BERLINO – Dall’8 giugno è intrappolato a mille metri sotto terra, nella grotta Riesending–Schachthoehle sulle Alpi bavaresi, la più profonda grotta tedesca. Ma le operazioni per riportarlo in superficie potrebbero durare ancora svariati giorni. Per salvarlo sono accorse decine di esperti soccorritori, provenienti da Germania, Austria e Svizzera. Con loro anche alcuni tecnici italiani del Corpo Nazionale Soccorso Alpino e Speleologico (CNSAS).

L’uomo, uno speleologo esperto di 52 anni originario di Stoccarda è uno degli scopritori del complesso di grotte e cunicoli più profondo della Germania. Domenica si trovava con due compagni ricercatori quando è stato investito da una caduta improvvisa di rocce, riportando gravi ferite al torace e alla testa.

I primi soccorsi arrivati sul luogo dell’incidente, lo hanno raggiunto attraverso una lunga serie di grotte e cunicoli, in parte anche molto angusti, ma non sono riusciti ad estrarre il ferito con una barella. Dal punto dove si trova alla superficie, sono già state attrezzate cinque stazioni intermedie.
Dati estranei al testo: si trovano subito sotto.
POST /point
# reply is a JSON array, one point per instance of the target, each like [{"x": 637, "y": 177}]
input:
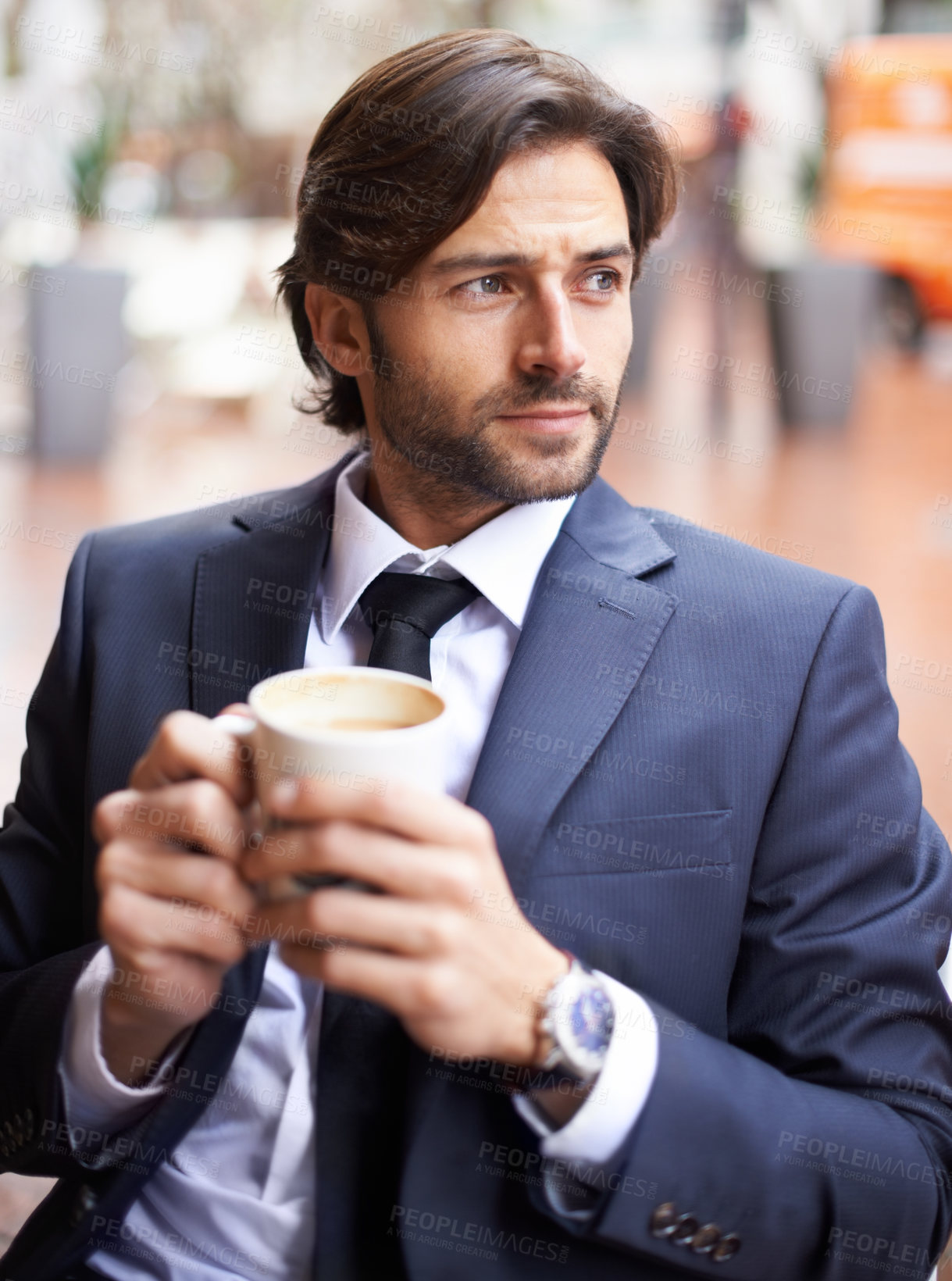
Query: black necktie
[
  {"x": 405, "y": 612},
  {"x": 365, "y": 1065}
]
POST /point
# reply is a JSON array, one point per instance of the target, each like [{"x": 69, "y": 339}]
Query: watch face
[{"x": 591, "y": 1020}]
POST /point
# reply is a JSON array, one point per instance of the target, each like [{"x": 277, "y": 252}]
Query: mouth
[{"x": 547, "y": 422}]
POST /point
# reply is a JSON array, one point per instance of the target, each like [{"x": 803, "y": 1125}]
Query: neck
[{"x": 420, "y": 505}]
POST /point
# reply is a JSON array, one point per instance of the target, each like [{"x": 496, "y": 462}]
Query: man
[{"x": 673, "y": 756}]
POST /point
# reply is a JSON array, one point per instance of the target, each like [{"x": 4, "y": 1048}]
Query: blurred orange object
[{"x": 886, "y": 194}]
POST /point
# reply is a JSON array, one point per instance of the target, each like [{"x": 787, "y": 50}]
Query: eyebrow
[{"x": 486, "y": 262}]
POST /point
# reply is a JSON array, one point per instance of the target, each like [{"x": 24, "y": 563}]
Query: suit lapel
[
  {"x": 254, "y": 594},
  {"x": 588, "y": 632}
]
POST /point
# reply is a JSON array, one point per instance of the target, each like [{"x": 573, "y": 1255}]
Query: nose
[{"x": 550, "y": 344}]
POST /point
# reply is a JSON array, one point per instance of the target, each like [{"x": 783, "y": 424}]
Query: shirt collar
[{"x": 363, "y": 546}]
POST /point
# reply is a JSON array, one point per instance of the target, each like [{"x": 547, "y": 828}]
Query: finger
[
  {"x": 188, "y": 746},
  {"x": 168, "y": 875},
  {"x": 402, "y": 810},
  {"x": 199, "y": 812},
  {"x": 139, "y": 925},
  {"x": 369, "y": 920},
  {"x": 396, "y": 983},
  {"x": 388, "y": 862}
]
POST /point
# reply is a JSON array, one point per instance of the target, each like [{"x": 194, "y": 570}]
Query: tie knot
[{"x": 405, "y": 612}]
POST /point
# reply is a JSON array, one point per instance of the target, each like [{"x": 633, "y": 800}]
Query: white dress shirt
[{"x": 236, "y": 1197}]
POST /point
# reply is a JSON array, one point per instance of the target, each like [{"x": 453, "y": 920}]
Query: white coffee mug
[{"x": 362, "y": 728}]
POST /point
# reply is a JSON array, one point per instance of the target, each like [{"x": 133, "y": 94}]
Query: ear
[{"x": 337, "y": 330}]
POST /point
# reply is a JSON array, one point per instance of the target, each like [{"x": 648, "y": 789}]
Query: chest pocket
[{"x": 652, "y": 844}]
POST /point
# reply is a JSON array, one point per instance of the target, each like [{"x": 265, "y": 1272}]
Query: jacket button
[
  {"x": 684, "y": 1230},
  {"x": 705, "y": 1239},
  {"x": 664, "y": 1220},
  {"x": 726, "y": 1248},
  {"x": 85, "y": 1202}
]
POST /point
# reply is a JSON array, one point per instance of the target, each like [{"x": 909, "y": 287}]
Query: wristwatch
[{"x": 579, "y": 1020}]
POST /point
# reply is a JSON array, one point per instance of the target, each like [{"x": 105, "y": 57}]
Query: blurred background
[{"x": 791, "y": 376}]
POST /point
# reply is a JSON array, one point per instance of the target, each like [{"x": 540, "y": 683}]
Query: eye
[
  {"x": 492, "y": 280},
  {"x": 610, "y": 280}
]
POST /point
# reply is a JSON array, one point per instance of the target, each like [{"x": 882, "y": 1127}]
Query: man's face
[{"x": 514, "y": 344}]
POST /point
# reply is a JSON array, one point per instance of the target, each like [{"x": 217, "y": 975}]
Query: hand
[
  {"x": 172, "y": 918},
  {"x": 454, "y": 974}
]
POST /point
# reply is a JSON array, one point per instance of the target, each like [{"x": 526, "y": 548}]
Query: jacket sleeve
[
  {"x": 41, "y": 858},
  {"x": 818, "y": 1139}
]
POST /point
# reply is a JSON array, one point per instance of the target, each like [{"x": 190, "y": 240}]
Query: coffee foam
[{"x": 322, "y": 704}]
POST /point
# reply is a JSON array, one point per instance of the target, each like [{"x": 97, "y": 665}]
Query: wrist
[{"x": 534, "y": 1042}]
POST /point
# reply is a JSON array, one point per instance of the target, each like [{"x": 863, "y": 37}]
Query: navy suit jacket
[{"x": 696, "y": 784}]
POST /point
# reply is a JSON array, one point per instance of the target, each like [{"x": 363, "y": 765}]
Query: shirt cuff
[
  {"x": 619, "y": 1092},
  {"x": 94, "y": 1099}
]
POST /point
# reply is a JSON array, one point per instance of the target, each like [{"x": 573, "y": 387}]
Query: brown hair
[{"x": 408, "y": 154}]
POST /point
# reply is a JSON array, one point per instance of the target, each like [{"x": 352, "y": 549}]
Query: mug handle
[{"x": 280, "y": 887}]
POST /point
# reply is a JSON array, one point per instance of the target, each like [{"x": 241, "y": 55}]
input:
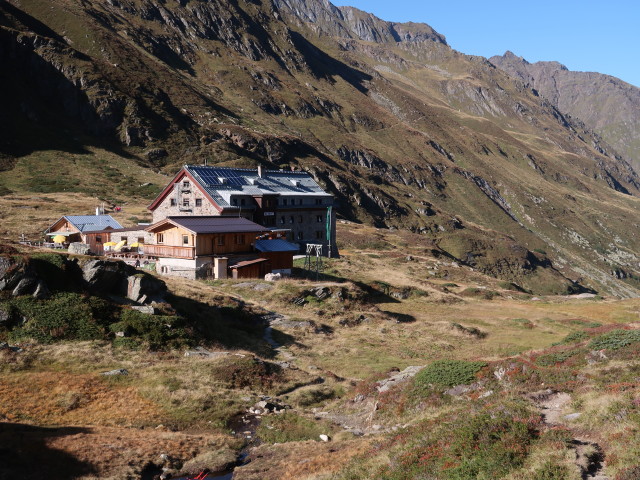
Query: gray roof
[
  {"x": 91, "y": 223},
  {"x": 277, "y": 245},
  {"x": 217, "y": 224},
  {"x": 221, "y": 182}
]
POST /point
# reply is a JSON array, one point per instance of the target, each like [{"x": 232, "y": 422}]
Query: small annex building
[
  {"x": 280, "y": 254},
  {"x": 199, "y": 247},
  {"x": 76, "y": 228},
  {"x": 276, "y": 199},
  {"x": 122, "y": 236}
]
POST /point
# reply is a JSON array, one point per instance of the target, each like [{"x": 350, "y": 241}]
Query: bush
[
  {"x": 552, "y": 471},
  {"x": 448, "y": 373},
  {"x": 487, "y": 445},
  {"x": 573, "y": 338},
  {"x": 65, "y": 316},
  {"x": 158, "y": 331},
  {"x": 288, "y": 427},
  {"x": 615, "y": 339}
]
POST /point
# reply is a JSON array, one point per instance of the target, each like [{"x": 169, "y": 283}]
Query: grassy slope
[{"x": 443, "y": 314}]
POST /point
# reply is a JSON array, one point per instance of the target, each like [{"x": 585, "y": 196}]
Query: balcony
[{"x": 168, "y": 251}]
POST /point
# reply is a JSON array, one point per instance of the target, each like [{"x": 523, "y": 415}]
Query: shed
[
  {"x": 279, "y": 252},
  {"x": 257, "y": 268}
]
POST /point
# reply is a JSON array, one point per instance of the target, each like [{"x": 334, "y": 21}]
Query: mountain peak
[{"x": 351, "y": 22}]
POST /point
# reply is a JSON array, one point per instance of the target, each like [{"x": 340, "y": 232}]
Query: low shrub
[
  {"x": 552, "y": 471},
  {"x": 448, "y": 373},
  {"x": 236, "y": 372},
  {"x": 288, "y": 427},
  {"x": 615, "y": 339}
]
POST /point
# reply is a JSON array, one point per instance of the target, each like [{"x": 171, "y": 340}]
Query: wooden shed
[
  {"x": 257, "y": 268},
  {"x": 279, "y": 252}
]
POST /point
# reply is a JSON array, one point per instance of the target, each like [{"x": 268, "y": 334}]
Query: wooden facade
[
  {"x": 279, "y": 260},
  {"x": 177, "y": 242}
]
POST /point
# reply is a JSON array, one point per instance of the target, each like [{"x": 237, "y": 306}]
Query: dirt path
[{"x": 590, "y": 457}]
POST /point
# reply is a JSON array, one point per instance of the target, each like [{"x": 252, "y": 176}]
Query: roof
[
  {"x": 277, "y": 245},
  {"x": 90, "y": 223},
  {"x": 120, "y": 230},
  {"x": 221, "y": 182},
  {"x": 246, "y": 263},
  {"x": 216, "y": 224}
]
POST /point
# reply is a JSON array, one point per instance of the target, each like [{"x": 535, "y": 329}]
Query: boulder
[
  {"x": 5, "y": 317},
  {"x": 148, "y": 309},
  {"x": 145, "y": 288},
  {"x": 42, "y": 291},
  {"x": 26, "y": 286},
  {"x": 104, "y": 276},
  {"x": 119, "y": 371},
  {"x": 11, "y": 272},
  {"x": 79, "y": 248}
]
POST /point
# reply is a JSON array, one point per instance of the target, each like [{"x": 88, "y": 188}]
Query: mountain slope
[
  {"x": 604, "y": 103},
  {"x": 405, "y": 131}
]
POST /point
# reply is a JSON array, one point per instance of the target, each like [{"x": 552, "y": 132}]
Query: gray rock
[
  {"x": 42, "y": 291},
  {"x": 572, "y": 416},
  {"x": 403, "y": 376},
  {"x": 103, "y": 275},
  {"x": 148, "y": 309},
  {"x": 26, "y": 286},
  {"x": 145, "y": 288},
  {"x": 5, "y": 317},
  {"x": 119, "y": 371},
  {"x": 79, "y": 248}
]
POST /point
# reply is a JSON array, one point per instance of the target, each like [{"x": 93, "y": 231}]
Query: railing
[{"x": 169, "y": 251}]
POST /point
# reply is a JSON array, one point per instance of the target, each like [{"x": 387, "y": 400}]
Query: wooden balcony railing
[{"x": 169, "y": 251}]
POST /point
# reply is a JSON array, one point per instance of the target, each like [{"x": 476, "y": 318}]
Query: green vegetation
[
  {"x": 448, "y": 373},
  {"x": 288, "y": 427},
  {"x": 615, "y": 339}
]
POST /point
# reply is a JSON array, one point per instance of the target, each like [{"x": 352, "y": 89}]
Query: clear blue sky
[{"x": 588, "y": 35}]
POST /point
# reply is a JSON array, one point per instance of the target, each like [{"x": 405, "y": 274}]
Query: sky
[{"x": 588, "y": 35}]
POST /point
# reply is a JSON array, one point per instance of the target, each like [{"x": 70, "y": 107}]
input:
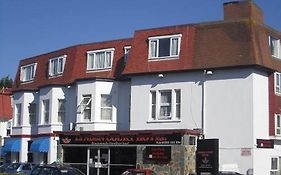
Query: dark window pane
[{"x": 164, "y": 47}]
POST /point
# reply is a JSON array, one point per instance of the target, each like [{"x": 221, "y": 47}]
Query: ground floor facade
[
  {"x": 104, "y": 153},
  {"x": 39, "y": 149}
]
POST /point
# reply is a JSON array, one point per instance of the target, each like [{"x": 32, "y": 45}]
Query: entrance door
[{"x": 98, "y": 161}]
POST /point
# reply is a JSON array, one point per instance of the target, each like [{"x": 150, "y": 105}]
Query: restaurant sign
[
  {"x": 158, "y": 153},
  {"x": 134, "y": 139}
]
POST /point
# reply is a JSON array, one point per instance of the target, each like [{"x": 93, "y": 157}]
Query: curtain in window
[
  {"x": 153, "y": 105},
  {"x": 61, "y": 112},
  {"x": 153, "y": 48},
  {"x": 91, "y": 61},
  {"x": 32, "y": 113},
  {"x": 165, "y": 108},
  {"x": 277, "y": 80},
  {"x": 46, "y": 111},
  {"x": 100, "y": 60},
  {"x": 106, "y": 107},
  {"x": 60, "y": 65},
  {"x": 178, "y": 103},
  {"x": 174, "y": 47},
  {"x": 18, "y": 108},
  {"x": 108, "y": 60}
]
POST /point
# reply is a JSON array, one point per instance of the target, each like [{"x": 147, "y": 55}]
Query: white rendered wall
[
  {"x": 118, "y": 91},
  {"x": 236, "y": 111},
  {"x": 190, "y": 86}
]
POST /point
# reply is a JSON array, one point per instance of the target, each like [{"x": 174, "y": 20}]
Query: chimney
[{"x": 242, "y": 10}]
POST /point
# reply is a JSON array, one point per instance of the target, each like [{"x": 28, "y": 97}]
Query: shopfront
[{"x": 111, "y": 153}]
I soccorritori hanno intanto stabilito un contatto telefonico con il luogo dell’incidente attraverso un cavo, che scende fino a 350 metri sotto terra e permette l’invio di sms.

Il complesso di grotte e cunicoli vicino Berchtesgaden è lungo oltre 19 chilometri e scende sotto terra fino a 1148 metri. E’ stato scoperto nel 1995, ma è rimasto praticamente inesplorato fino al 2002.